A sparse file is one which has "holes" in it.  Specifically, the amount of 
space required to store the file on disk is less than the length of the
file (offset of the last byte).  A sparse file can be created under UNIX
by creating a file and then simply choosing not to write some portions
of the file.  The following program creates a sparse file:


#include	<stdio.h>
#include	<fcntl.h>
#include	<sys/file.h>
#include	<sys/types.h>
#include	<unistd.h>

main()
{
	int	fp, status;
	off_t	position;
	static char buffer[] = "This is a test of sparse files.";
	
	fp = open("test.file",O_RDWR+O_CREAT,0666);
	if (fp < 0) { printf("Unable to open/create file.\n"); exit(1); }
	position = lseek(fp,100000, SEEK_SET);
	printf("Moved the file to offset %d\n",position);
	status = write(fp, buffer, sizeof(buffer));
	printf("Result status of write is %d\n",status);
	close(fp);
	exit(0);
}

UNIX treats the "holes" as 0's when read. In fact, UNIX has only
minimal support for sparse files.  Backing up sparse files often
involves copying large amounts of nulls.  Once an area of a file is
written, it cannot be returned to its previous sparse state.  One
cannot REALLY tell (without heroic effort) if  a given area of a file
is just 0's or is not there.  In arguments that UNIX is not suitable for
DP applications, sparse files usually come up if the conversation goes
on long enough between knowledgeable people.

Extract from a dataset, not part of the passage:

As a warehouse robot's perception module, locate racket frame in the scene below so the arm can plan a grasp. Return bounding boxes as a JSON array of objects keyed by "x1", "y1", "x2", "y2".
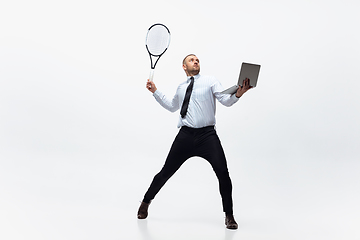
[{"x1": 145, "y1": 23, "x2": 171, "y2": 81}]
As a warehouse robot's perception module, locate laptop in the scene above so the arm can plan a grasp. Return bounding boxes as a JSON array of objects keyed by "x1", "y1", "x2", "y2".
[{"x1": 221, "y1": 62, "x2": 260, "y2": 94}]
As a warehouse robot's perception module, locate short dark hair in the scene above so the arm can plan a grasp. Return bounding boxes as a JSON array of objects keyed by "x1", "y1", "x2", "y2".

Some operating systems return an error which amounts to 
"you can't read that because there isn't anything there."  
Sparse files are quite popular for a number of Data Processing
applications.  (Effectively you can use them for hash buckets amongst
other applications.)  Furthermore, for some scientific applications, sparse
files can be used to store sparse matrices.  This, however, would
require finer granularity than normally found in the sparse storage
system.  Most operating systems just check to see if there is a block
allocated which would contain that information and if so return that
value.  Hence, a "sparse" file in which every other byte was written would
appear to an application to be continuous.

Robert Cousins
Dept. Mgr, Workstation Dev't.
Data General Corp.

Speaking for myself alone.

chris@mimsy.umd.edu (Chris Torek) (12/02/89)

In article <235@dg.dg.com> rec@dg.dg.com (Robert Cousins) writes:
>UNIX treats the "holes" as 0's when read. In fact, UNIX has only
>minimal support for sparse files.  Backing up sparse files often
>involves copying large amounts of nulls.  Once an area of a file is
>written, it cannot be returned to its previous sparse state.

*Real* backup programs (V7 dump and its descendents, but not cpio or
tar) understand holes in files.  It is true, though, that the average
Unix system will fill in a hole if you so much as breathe too loudly
near it.

(Time to argue once again for a change to bmap and rdwri to look to
see if a full block is being written with zero, and if so, to release
the previously allocated block if any....  At the very least `cp' could
look for opportunities to create holes.  Typically this will not slow
things down much, since the first word of each block is rarely zero.)
-- 
In-Real-Life: Chris Torek, Univ of MD Comp Sci Dept (+1 301 454 7163)
Domain:	chris@cs.umd.edu	Path:	uunet!mimsy!chris

guy@auspex.auspex.com (Guy Harris) (12/09/89)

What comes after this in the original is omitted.